Manajemen DD yang baik juga diperkuat oleh berbagai faktor, termasuk dorongan dari pemerintah daerah melalui alokasi DD, bantuan keuangan dari tingkat provinsi, kabupaten atau kota, DBH dari PDRD, serta belanja dari APBN atau APBD yang bersifat wajib.
Wakil Presiden Pertama Republik Indonesia, Mohammad Hatta, dengan tegas menekankan peran krusial yang dimainkan oleh desa dalam pembangunan nasional."
Beliau menyatakan, "Kejayaan Indonesia tidak hanya bergantung pada kilauan cahaya di Jakarta, melainkan pada sinar-sinar kecil yang bersinar di desa-desa.".
Pernyataan ini tidak semata-mata disebabkan oleh mayoritas penduduk Indonesia yang tinggal di desa, melainkan karena desa memberikan kontribusi besar dalam menjaga stabilitas nasional.
Desa merupakan kawasan yang kaya akan sumber daya alam (SDA), termasuk tanah, air, dan lahan pertanian, yang memiliki potensi besar untuk menggerakkan pembangunan ekonomi desa dan meningkatkan kesejahteraan masyarakat desa.
Hasil dari pemanfaatan sumber daya ini, pada akhirnya, dapat mencapai cita-cita nasional, termasuk prinsip keadilan sosial bagi seluruh rakyat Indonesia sebagaimana tercantum dalam sila kelima Pancasila.
Perkembangan desa juga merupakan elemen penting dalam rangkaian pembangunan nasional yang mengintegrasikan semua aspek kehidupan masyarakat.
Karena itu, pemerintah sangat mengakui pentingnya pembangunan di tingkat desa melalui Dana Desa (DD), sejalan dengan amanat yang tertera dalam Undang-Undang Nomor 6 Tahun 2014 tentang Desa.
Perlu dicatat bahwa tujuan utama Dana Desa (DD) adalah meningkatkan kesejahteraan dan menyebarluaskan pembangunan di desa. Hal ini dicapai melalui peningkatan pelayanan publik, kemajuan ekonomi desa, pengurangan kesenjangan pembangunan antar desa, dan pemberdayaan masyarakat desa.
DD, yang didanai oleh Anggaran Pendapatan dan Belanja Negara (APBN), adalah bentuk pengakuan dan apresiasi dari pemerintah pusat terhadap peran penting desa dalam pembangunan nasional."
Sesuai dengan Undang-Undang Hubungan Keuangan Antara Pemerintah Pusat dan Pemerintahan Daerah (UU HKPD), DD merupakan bagian dari Transfer Ke Daerah (TKD) yang diperuntukkan bagi desa. Dana ini mendukung pendanaan operasional pemerintahan desa, pelaksanaan program pembangunan, pemberdayaan masyarakat, dan kegiatan kemasyarakatan.

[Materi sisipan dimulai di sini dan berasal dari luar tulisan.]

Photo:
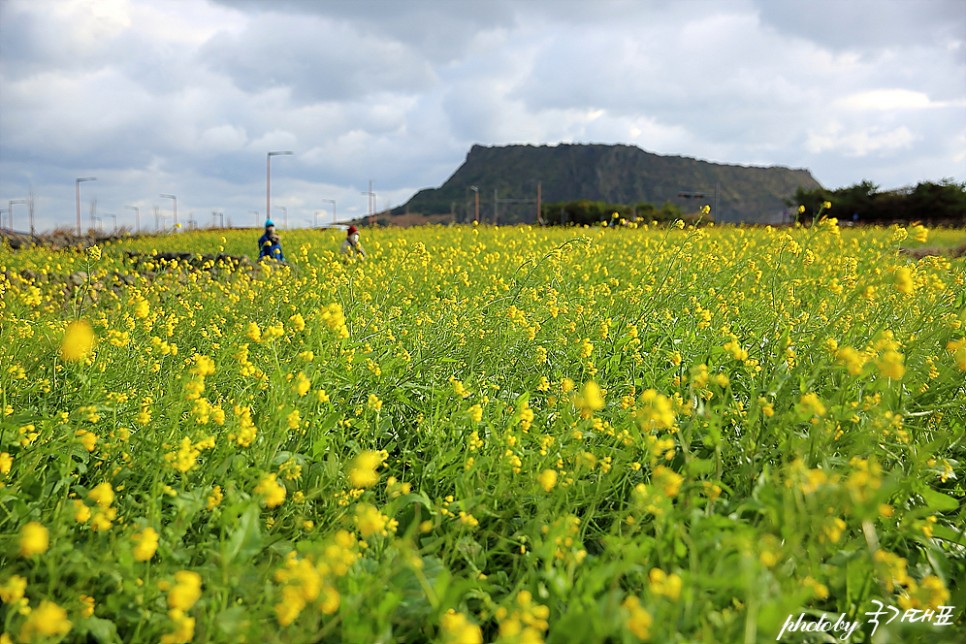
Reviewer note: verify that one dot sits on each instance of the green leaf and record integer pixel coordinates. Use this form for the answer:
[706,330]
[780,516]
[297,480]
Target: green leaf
[246,540]
[937,501]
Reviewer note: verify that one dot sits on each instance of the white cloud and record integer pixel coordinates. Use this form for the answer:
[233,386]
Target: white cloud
[860,142]
[174,96]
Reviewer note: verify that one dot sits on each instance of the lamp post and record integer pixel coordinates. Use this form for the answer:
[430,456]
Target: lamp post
[331,201]
[10,205]
[137,218]
[174,199]
[268,180]
[77,183]
[476,206]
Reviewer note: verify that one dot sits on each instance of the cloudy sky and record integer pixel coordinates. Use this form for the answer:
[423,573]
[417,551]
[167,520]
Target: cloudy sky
[187,97]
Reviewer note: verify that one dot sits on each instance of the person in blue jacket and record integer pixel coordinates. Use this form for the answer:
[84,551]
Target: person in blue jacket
[268,244]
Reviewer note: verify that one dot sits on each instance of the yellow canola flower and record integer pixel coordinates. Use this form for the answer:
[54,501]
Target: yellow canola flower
[458,629]
[78,341]
[34,539]
[547,479]
[13,590]
[102,494]
[590,398]
[919,233]
[48,620]
[958,349]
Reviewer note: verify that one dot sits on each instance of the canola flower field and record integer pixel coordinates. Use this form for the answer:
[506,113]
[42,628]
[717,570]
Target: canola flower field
[620,433]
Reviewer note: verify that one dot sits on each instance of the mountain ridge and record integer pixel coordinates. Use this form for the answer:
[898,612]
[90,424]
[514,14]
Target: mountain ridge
[507,179]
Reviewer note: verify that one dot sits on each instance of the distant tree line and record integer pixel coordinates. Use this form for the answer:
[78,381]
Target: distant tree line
[937,203]
[585,211]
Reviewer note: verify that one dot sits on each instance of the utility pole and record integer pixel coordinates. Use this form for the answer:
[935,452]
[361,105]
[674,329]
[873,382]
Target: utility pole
[268,180]
[77,183]
[137,218]
[174,199]
[372,198]
[539,216]
[10,206]
[331,201]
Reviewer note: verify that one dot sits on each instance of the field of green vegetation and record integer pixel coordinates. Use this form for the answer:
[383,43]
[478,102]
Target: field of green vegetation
[619,433]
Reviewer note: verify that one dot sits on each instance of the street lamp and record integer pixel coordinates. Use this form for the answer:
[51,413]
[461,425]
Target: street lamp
[268,180]
[137,218]
[10,205]
[77,183]
[331,201]
[175,200]
[476,198]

Alur alokasi DD memperhitungkan prinsip pemerataan dan keadilan, dengan mempertimbangkan berbagai faktor seperti kinerja desa, jumlah desa, jumlah penduduk, tingkat kemiskinan, luas wilayah, serta kesulitan geografis.
Penggunaan DD untuk mempercepat pembangunan dan pemberdayaan masyarakat desa harus menghasilkan output dan hasil yang jelas dan dapat diukur. Ini dicapai dengan menetapkan target penggunaan DD setiap tahun sesuai dengan prioritas nasional yang diatur dalam Undang-Undang tentang APBN.

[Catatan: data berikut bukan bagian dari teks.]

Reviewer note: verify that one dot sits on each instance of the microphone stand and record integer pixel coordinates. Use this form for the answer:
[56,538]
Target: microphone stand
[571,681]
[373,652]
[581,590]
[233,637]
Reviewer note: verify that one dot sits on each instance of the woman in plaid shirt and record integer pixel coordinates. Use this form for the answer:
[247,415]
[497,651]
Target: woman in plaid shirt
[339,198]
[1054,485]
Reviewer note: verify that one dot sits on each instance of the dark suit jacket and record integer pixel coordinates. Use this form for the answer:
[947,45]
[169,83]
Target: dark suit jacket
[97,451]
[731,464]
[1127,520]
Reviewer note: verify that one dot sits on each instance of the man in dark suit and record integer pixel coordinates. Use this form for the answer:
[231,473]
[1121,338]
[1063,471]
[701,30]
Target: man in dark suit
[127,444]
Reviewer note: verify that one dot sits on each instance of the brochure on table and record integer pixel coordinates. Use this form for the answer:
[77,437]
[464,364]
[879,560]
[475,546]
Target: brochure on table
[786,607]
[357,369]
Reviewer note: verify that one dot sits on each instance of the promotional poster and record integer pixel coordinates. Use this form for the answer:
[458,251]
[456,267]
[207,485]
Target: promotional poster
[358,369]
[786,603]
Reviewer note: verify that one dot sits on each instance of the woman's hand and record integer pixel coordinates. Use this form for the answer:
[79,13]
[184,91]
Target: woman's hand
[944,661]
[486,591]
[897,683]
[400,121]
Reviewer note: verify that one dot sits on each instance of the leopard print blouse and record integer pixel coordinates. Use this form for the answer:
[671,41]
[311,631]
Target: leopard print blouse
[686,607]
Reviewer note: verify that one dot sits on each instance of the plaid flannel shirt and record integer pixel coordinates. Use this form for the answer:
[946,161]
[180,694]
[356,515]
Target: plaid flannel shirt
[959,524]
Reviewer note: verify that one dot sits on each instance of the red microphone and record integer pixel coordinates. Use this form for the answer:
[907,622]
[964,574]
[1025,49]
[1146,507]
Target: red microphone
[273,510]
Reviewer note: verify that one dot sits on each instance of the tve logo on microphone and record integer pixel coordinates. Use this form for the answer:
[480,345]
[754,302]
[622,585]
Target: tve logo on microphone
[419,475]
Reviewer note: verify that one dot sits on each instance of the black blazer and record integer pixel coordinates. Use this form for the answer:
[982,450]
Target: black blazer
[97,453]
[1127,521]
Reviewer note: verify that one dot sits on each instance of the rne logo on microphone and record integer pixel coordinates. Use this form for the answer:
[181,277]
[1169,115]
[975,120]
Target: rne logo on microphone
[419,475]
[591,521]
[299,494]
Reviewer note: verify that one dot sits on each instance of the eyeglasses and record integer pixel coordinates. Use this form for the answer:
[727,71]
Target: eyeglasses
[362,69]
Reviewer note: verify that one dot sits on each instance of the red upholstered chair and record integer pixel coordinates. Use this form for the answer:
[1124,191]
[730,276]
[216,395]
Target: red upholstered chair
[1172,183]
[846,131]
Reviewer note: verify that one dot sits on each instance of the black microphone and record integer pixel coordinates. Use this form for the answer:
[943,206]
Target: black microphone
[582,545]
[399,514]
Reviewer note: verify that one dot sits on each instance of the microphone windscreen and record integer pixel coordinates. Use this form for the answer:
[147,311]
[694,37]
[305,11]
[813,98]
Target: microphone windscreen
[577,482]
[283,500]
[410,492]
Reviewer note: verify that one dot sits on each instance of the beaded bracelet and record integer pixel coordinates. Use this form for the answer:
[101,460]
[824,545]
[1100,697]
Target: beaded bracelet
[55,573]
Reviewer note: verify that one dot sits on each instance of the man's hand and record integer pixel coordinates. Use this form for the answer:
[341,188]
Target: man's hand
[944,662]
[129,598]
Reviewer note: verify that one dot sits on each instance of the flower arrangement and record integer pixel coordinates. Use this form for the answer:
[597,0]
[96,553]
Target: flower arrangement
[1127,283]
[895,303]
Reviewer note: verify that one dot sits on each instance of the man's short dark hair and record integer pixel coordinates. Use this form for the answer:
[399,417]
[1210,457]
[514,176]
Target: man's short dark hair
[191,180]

Dana Desa pertama kali dialokasikan pada tahun 2015 dengan anggaran sebesar Rp 20.766,2 miliar. Sejak itu, alokasi DD terus mengalami peningkatan hingga mencapai Rp 70.000,0 miliar pada tahun 2023.
Dalam periode 2019 hingga 2023, perkembangan DD mengalami pertumbuhan rata-rata sebesar 0,04 persen. Anggaran DD pada tahun 2019 sebesar Rp 69.814,1 miliar, dan proyeksi pada tahun 2023 mencapai Rp 69.930,0 miliar.
Sementara itu, rata-rata Dana Desa yang diterima per desa juga mengalami peningkatan, naik dari Rp 931,4 juta per desa pada tahun 2019 menjadi Rp 933,9 juta per desa pada tahun 2023.
Jumlah desa yang menerima Dana Desa juga mengalami peningkatan, dari 74.953 desa pada tahun 2019 menjadi 74.954 desa pada tahun 2023.
Dalam Anggaran Pendapatan dan Belanja Negara (APBN) tahun 2024, DD dianggarkan sebesar Rp 71.000,0 miliar, mengalami kenaikan sebesar Rp 1.070,0 miliar atau 1,5 persen dibandingkan proyeksi tahun 2023.